La nouvelle réforme territoriale : Une soumission au diktat européen

lundi 19 mai 2014.
 

En 2013 la Commission européenne exigeait de « prendre des mesures destinées à améliorer les synergies et les économies entre les différents niveaux de l’administration, central, régional et local ». François Hollande a décidé de passer à l’acte. Après avoir abrogé la loi Sarkozy supprimant les conseils généraux et rétabli la clause de compétence générale pour les régions et départements, après avoir fait voter une loi sur la réforme territoriale entraînant un redécoupage des cantons et affirmé en janvier qu’il n’était pas question de supprimer les départements, le président de la République vient de décider qu’il fallait de nouveau tout modifier. Le diktat de Bruxelles et la soumission à l’idéologie de la concurrence sont plus forts que tout. Le gouvernement a donc entonné le refrain de la dénonciation du “millefeuille” territorial, argument utilisé dans tous les pays de l’Union européenne pour camoufler les politiques d’austérité. Que ce soit la loi de 2010 ou celle de Marylise Lebranchu sur la métropolisation, dans les deux cas le remède est pire que l’existant quant à la lisibilité territoriale. Mais à chaque fois la concurrence entre territoires et l’austérité ont été renforcés. L’argument des économies d’échelle manque quelque peu de sérieux lorsqu’on entend André Vallini, ministre chargé de cette réforme, donner une estimation du simple au double puis finir par affirmer que cela ne donnera pas de résultats avant plusieurs années.

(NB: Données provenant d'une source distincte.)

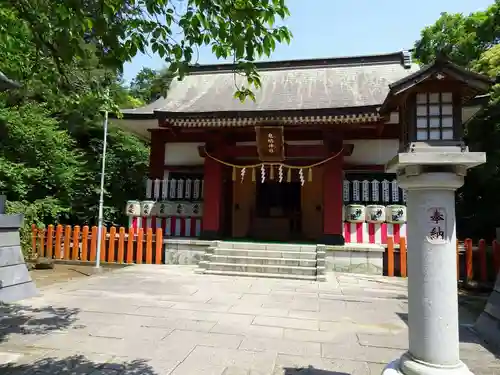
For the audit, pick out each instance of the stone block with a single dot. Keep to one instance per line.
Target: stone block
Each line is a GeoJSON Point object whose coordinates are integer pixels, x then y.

La suppression des départements remettrait en cause l’organisation républicaine issue de la Révolution et reviendrait à poursuivre le démantèlement des services publics, à éloigner un peu plus les citoyens des lieux de décision et à aggraver les inégalités entre territoires. Problème : ils sont prévus par l’article 72-1 de la Constitution. Pourquoi ne pas les vider de leur contenu ou les maintenir en supprimant les conseils généraux élus ? ont alors imaginé d’inventifs juristes amateurs. Hélas pour eux, le Conseil constitutionnel, saisi d’une prémonition le 9 mai 1991, a indiqué que « toute collectivité territoriale doit disposer d’une assemblée délibérante élue dotée d’attributions effectives ». Impossible donc d’y toucher sans modifier la Constitution. Mais avec quelle majorité au Congrès ? F. Hollande compterait-il sur les centristes pour venir à son secours ? Le nombre de régions devrait être divisé par deux. Déjà la Bourgogne et la Franche-Comté se sont portées volontaires pour fusionner, d’autres veulent rétablir les duchés du passé. Ceux qui veulent réduire l’État à sa portion congrue, s’engouffrent avec frénésie dans ce démantèlement qu’ils espèrent porteur de l’ultralibéralisme dont ils rêvent.

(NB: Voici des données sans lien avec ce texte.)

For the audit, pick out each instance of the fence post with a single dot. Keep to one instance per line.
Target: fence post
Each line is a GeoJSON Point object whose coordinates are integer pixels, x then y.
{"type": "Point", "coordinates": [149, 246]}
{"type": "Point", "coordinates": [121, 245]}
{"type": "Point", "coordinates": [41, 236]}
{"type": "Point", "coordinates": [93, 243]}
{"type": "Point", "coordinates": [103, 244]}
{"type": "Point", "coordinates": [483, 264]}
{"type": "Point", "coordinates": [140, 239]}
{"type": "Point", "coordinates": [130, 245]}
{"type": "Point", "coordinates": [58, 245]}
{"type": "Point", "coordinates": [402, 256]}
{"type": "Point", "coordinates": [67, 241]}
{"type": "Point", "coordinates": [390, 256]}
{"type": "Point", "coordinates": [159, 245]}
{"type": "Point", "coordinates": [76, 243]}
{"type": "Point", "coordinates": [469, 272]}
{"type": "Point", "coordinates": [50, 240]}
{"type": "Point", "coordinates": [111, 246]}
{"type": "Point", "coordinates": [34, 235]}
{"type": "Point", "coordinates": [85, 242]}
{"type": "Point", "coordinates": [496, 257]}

Nous n’avons aucun attachement fétichiste à un découpage régional produit d’un décret du 8 novembre 1956 modifié par la loi du 2 mars 1982 qui créa les assemblées élues des conseils régionaux. Mais notre critère pour juger du bon niveau des régions n’est ni l’Ancien Régime ni la concurrence économique, mais la nécessité de la planification écologique. La démocratie locale et la République méritent mieux qu’une nouvelle réforme territoriale bricolée à la va vite. C’est au peuple de décider par référendum des éventuelles modifications. Plus globalement, c’est d’une Assemblée constituante et d’une 6e République pour refonder nos institutions sur la base de l’égalité des territoires et des citoyens, dont la France a besoin.